The goodies disk, however, contains the TS EXEC. This
procedure issues the SET EXECTRAC ON command under the covers...
In CMS, it gives the same
result as the TS immediate command, so, one is not aware that a procedure
is actually executing a command. In XEDIT however,
it gives you the impression to be able to issue the immediate command from
a full-screen environment.
Don't think now that we are searching to confuse you by all means.
You will regularly be confronted with a similar 'abnormal' behavior of the
system, and your reflex should be to investigate why. In many cases,
the 'standard' commands will have been replaced with homonym procedures or
modules. So, when somebody is complaining that the system doesn't work
as described in the manuals, start looking for such things !
It's maybe good to have a brief review of
the kind of commands you can find on a
CMS system:
- Nucleus commands, for which
there is nothing you
can find on disk. Nowadays, most standard CMS commands are part of the CMS nucleus
as this is best for performance - they don't have to be read
form disk before each execution, and their coding is shared, as the
CMS nucleus is a saved system.
- Commands that reside on DISK, so you can find the file, the
filetype is MODULE.
- Nucleus extensions. This is a situation in between
both previous cases.
Via the NUCXLOAD command, one can load a module from disk
into storage and it will stay there for the duration of the CMS session. Such modules can
be listed with the NUCXMAP command.
Some
modules will NUCXLOAD themselves
at first invocation. Note that it is possible to NUCXLOAD
ABC MODULE as XYZ MODULE,
which can make things trickier.
And, since
VM/SP Release 6, nucleus extensions can also be
contained in so called logical shared segments, which in turn
get loaded via the SEGMENT LOAD segname command.

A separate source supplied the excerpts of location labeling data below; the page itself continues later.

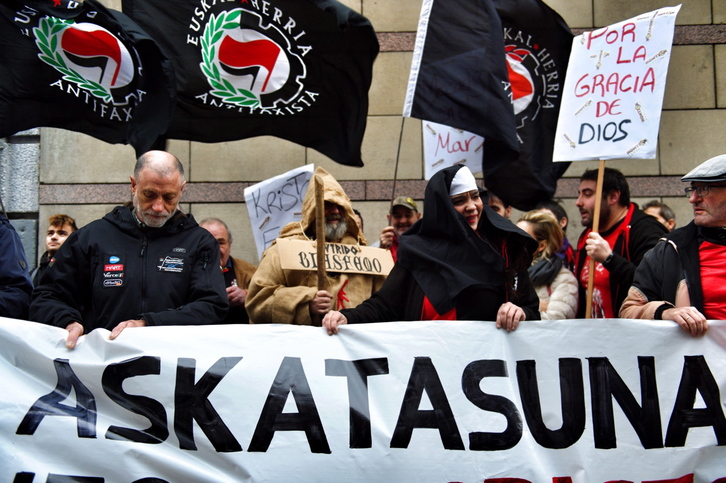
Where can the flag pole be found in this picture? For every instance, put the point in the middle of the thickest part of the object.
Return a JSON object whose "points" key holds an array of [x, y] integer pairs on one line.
{"points": [[320, 239], [595, 228], [398, 156]]}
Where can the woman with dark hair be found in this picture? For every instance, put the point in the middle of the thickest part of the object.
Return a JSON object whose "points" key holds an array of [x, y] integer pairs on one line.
{"points": [[461, 261], [555, 285]]}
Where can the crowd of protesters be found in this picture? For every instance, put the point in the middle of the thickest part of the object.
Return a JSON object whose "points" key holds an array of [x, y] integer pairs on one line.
{"points": [[147, 263]]}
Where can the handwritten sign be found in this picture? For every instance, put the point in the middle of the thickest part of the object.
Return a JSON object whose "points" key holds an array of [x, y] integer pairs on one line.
{"points": [[339, 257], [614, 88], [275, 202], [446, 146]]}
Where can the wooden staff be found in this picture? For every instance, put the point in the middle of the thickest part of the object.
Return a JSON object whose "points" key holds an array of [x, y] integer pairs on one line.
{"points": [[320, 239], [595, 228]]}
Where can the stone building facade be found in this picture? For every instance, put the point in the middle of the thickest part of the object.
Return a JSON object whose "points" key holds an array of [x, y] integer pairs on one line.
{"points": [[49, 171]]}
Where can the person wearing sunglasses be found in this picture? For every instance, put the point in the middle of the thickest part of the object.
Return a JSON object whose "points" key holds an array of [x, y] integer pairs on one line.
{"points": [[682, 278]]}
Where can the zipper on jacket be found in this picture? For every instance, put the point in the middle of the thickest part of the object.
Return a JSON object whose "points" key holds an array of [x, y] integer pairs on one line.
{"points": [[144, 243]]}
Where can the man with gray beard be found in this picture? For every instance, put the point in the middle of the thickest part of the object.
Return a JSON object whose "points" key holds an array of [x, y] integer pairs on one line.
{"points": [[281, 296], [145, 263]]}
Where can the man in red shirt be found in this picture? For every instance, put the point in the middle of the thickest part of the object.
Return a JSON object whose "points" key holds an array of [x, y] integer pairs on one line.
{"points": [[682, 278], [625, 235]]}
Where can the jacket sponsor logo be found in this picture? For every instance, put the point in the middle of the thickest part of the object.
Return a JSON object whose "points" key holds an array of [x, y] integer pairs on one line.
{"points": [[253, 60], [171, 264]]}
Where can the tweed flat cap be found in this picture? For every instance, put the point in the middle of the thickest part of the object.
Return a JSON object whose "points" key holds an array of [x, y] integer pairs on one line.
{"points": [[712, 170]]}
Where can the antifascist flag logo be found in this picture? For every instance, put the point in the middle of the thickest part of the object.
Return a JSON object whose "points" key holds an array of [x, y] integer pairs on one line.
{"points": [[87, 55], [533, 75], [248, 62]]}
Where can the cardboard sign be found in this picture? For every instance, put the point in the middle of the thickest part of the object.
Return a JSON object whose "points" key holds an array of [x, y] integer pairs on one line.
{"points": [[275, 202], [613, 93], [446, 146], [339, 257]]}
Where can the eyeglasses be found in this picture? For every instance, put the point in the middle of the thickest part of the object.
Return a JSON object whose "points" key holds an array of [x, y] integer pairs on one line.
{"points": [[702, 191]]}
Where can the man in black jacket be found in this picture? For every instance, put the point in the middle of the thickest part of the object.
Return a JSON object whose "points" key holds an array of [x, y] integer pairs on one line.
{"points": [[144, 264], [682, 278]]}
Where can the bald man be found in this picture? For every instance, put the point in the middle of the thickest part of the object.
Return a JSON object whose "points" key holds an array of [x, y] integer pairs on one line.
{"points": [[145, 263]]}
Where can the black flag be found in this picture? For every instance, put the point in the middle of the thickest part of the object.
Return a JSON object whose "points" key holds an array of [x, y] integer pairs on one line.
{"points": [[459, 75], [89, 70], [537, 43], [295, 69]]}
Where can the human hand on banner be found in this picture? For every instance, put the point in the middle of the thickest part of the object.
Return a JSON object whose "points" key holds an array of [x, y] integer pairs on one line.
{"points": [[126, 323], [236, 296], [597, 248], [387, 236], [689, 318], [332, 320], [75, 330], [320, 304], [509, 316]]}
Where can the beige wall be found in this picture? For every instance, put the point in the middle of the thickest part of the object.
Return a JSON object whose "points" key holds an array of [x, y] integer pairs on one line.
{"points": [[691, 128]]}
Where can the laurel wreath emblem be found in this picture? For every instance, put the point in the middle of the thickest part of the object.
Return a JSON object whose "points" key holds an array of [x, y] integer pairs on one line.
{"points": [[223, 89], [46, 38]]}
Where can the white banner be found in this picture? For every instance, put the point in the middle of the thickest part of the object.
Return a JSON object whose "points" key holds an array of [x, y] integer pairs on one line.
{"points": [[579, 401], [613, 93], [275, 202], [446, 146]]}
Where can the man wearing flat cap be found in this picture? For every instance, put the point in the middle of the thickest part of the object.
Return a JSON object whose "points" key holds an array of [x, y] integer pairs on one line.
{"points": [[683, 277], [403, 214]]}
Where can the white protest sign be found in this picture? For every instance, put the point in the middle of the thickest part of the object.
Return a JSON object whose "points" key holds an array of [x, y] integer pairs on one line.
{"points": [[613, 92], [575, 401], [275, 202], [446, 146]]}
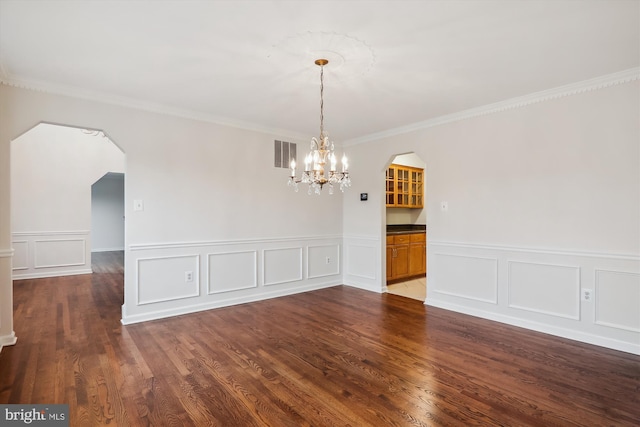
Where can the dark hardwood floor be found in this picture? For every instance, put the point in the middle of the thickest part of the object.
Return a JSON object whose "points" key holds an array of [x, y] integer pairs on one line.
{"points": [[339, 356]]}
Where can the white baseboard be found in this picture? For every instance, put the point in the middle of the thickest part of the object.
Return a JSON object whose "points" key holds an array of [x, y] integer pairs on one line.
{"points": [[45, 274], [162, 314], [7, 340]]}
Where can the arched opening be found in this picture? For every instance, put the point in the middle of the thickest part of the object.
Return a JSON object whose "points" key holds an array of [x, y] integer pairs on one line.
{"points": [[53, 169], [405, 221]]}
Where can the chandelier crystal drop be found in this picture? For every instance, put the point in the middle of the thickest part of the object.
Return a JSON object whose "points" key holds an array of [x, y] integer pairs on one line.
{"points": [[320, 164]]}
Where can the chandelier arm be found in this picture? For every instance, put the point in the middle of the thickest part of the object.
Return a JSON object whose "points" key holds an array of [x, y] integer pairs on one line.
{"points": [[317, 172]]}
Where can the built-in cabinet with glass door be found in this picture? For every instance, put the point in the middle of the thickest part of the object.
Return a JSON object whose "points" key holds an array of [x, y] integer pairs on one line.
{"points": [[405, 251], [404, 187]]}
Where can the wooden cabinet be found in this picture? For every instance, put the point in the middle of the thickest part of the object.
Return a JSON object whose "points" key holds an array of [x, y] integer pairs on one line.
{"points": [[404, 187], [406, 256]]}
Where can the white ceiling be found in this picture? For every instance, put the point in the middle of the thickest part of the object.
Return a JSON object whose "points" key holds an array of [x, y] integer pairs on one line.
{"points": [[250, 63]]}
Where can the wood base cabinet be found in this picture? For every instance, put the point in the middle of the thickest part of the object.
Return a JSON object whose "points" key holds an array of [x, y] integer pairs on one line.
{"points": [[406, 256]]}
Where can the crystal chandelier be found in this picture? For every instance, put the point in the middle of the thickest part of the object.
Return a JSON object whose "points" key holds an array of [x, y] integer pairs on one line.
{"points": [[322, 153]]}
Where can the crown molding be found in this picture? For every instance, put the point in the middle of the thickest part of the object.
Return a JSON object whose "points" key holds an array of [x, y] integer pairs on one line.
{"points": [[518, 102], [74, 92], [522, 101]]}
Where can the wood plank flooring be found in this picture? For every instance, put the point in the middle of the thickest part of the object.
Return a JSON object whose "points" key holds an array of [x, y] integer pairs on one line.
{"points": [[334, 357]]}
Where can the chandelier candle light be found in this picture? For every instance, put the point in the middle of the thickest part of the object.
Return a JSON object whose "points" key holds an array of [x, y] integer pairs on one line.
{"points": [[322, 152]]}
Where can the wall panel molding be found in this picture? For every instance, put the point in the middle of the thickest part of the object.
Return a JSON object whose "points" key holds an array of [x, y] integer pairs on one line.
{"points": [[548, 289], [60, 253], [465, 276], [541, 290], [162, 278], [534, 250], [6, 253], [282, 265], [179, 245], [617, 299], [20, 255], [39, 254], [232, 271], [317, 265]]}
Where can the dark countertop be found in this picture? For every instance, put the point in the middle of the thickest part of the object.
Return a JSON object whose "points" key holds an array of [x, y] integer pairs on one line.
{"points": [[406, 228]]}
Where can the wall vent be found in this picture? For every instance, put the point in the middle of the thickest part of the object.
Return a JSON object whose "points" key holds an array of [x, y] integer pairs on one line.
{"points": [[284, 152]]}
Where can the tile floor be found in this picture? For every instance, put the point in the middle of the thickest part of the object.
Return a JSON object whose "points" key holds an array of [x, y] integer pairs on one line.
{"points": [[416, 288]]}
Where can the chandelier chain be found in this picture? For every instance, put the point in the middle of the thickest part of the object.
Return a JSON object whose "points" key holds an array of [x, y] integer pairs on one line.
{"points": [[320, 165], [321, 102]]}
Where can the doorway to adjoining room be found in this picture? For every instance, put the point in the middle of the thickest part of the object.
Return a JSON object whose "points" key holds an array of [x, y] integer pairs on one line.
{"points": [[406, 234]]}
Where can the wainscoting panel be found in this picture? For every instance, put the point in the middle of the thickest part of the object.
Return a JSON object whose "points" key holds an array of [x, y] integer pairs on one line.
{"points": [[282, 265], [617, 298], [541, 289], [59, 253], [50, 254], [470, 277], [362, 263], [323, 261], [545, 288], [20, 255], [164, 278], [232, 271]]}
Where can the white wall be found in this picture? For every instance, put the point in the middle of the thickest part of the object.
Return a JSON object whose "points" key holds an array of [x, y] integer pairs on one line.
{"points": [[544, 201], [214, 206], [52, 170], [107, 213]]}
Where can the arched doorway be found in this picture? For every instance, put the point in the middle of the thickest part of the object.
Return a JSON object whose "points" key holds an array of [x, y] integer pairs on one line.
{"points": [[53, 168], [405, 222]]}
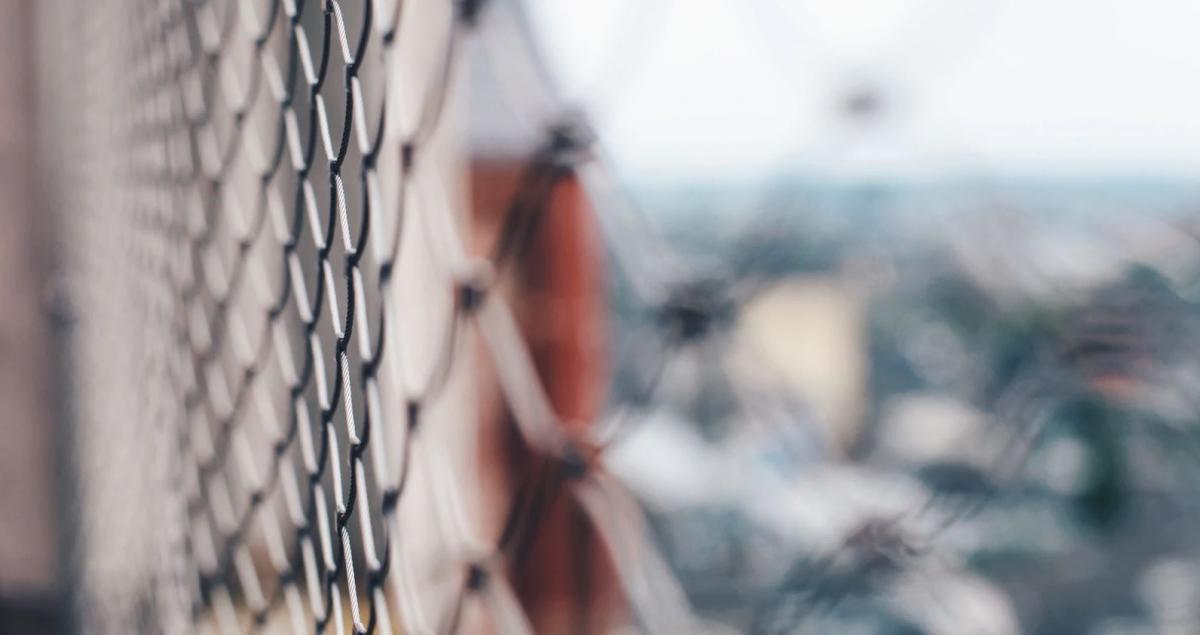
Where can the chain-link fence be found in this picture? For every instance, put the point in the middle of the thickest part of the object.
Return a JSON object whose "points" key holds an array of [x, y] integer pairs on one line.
{"points": [[315, 388]]}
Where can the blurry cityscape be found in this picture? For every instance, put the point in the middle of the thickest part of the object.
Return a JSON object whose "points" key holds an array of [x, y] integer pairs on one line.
{"points": [[901, 408], [885, 349]]}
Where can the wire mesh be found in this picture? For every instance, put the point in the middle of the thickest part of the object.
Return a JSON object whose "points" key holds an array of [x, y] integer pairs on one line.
{"points": [[275, 303]]}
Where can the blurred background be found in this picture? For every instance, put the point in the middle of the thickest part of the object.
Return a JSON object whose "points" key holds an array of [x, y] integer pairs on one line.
{"points": [[889, 309]]}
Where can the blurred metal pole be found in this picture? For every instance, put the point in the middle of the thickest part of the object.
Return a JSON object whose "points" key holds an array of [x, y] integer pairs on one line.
{"points": [[28, 490]]}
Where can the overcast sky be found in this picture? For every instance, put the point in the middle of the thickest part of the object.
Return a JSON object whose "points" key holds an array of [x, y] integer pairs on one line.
{"points": [[735, 88]]}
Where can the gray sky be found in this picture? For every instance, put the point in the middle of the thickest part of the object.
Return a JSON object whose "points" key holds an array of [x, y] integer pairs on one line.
{"points": [[738, 87]]}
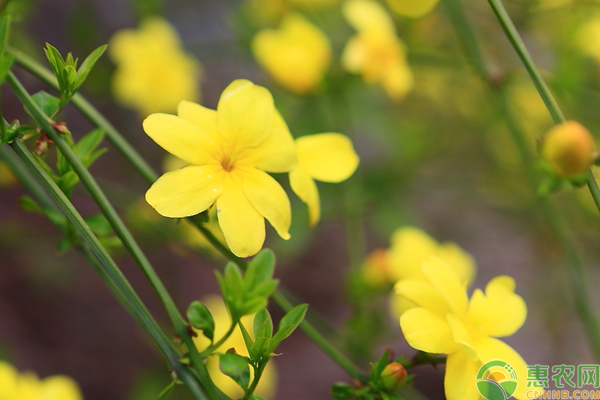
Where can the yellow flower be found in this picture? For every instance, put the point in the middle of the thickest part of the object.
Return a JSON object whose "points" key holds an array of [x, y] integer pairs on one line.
{"points": [[228, 151], [268, 381], [569, 148], [446, 322], [153, 73], [326, 157], [296, 55], [27, 386], [412, 8], [376, 52]]}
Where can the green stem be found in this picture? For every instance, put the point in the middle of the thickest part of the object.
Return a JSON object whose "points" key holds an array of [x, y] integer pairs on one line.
{"points": [[150, 176], [582, 297], [141, 312], [108, 211]]}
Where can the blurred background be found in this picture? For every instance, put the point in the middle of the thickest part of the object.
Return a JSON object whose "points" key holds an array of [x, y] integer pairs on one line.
{"points": [[437, 156]]}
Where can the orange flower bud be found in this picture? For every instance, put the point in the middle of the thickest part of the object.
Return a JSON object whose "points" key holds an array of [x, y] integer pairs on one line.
{"points": [[569, 148], [393, 377]]}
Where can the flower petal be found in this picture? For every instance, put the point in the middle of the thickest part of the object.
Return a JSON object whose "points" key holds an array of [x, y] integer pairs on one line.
{"points": [[444, 279], [186, 191], [277, 153], [245, 113], [500, 312], [269, 199], [305, 187], [180, 138], [493, 349], [327, 157], [242, 225], [202, 117], [423, 294], [459, 380], [427, 331], [461, 336]]}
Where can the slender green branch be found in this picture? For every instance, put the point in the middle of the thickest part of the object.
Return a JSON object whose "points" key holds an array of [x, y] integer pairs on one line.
{"points": [[142, 313], [581, 295], [150, 176]]}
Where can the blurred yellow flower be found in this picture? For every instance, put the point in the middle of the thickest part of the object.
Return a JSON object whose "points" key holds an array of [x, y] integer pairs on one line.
{"points": [[268, 382], [569, 148], [228, 151], [27, 386], [376, 52], [326, 157], [410, 247], [296, 55], [153, 73], [446, 322], [412, 8]]}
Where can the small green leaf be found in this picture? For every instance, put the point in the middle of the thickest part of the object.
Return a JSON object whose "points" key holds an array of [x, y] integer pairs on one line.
{"points": [[288, 324], [236, 367], [87, 66], [88, 143], [263, 324], [46, 102], [99, 224], [202, 319], [166, 391], [30, 205], [260, 269]]}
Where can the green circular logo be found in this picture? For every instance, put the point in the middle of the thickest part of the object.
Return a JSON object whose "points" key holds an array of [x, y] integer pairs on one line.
{"points": [[496, 380]]}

- EXECs. These can reside on a minidisk or in storage.
EXEC procedures (or XEDIT macros) can be loaded in storage via the
EXECLOAD command. The command EXECMAP can then be
used to list these procedures. EXECs can also be contained
in logical shared segments or in the CMSINST shared segment.
Note also that it is again possible to
EXECLOAD MY FILE (as) HIS EXEC.
To verify if a procedure exists, and whether it will be loaded from
disk or storage, you can use the EXECSTAT command.
- Immediate commands are most of the time just a
special case of nucleus resident commands, but we learned
that it is possible to define your own immediate commands.
- A last type that often is forgotten is a
synonym. CMS synonyms
are defined by listing them in a file (usually with filetype SYNONYM)
and activated with the
SYNONYM fn [ft [fm]] command.
A Query SYNONYM SYSTEM/USER/ALL command allows listing the active synonyms.
And, for XEDIT we have to add:
- XEDIT subcommands. These are part of the XEDIT program, and
nothing shows their existence, except the documentation.
- XEDIT macros. These are files with a filetype
XEDIT and can live on disk or in storage, just as the EXEC procedures.
Some "standard" XEDIT commands
are actually macro's (e.g. ALL, ALTER, SORT, JOIN)
- Synonyms are defined with the
SET SYNONYM command.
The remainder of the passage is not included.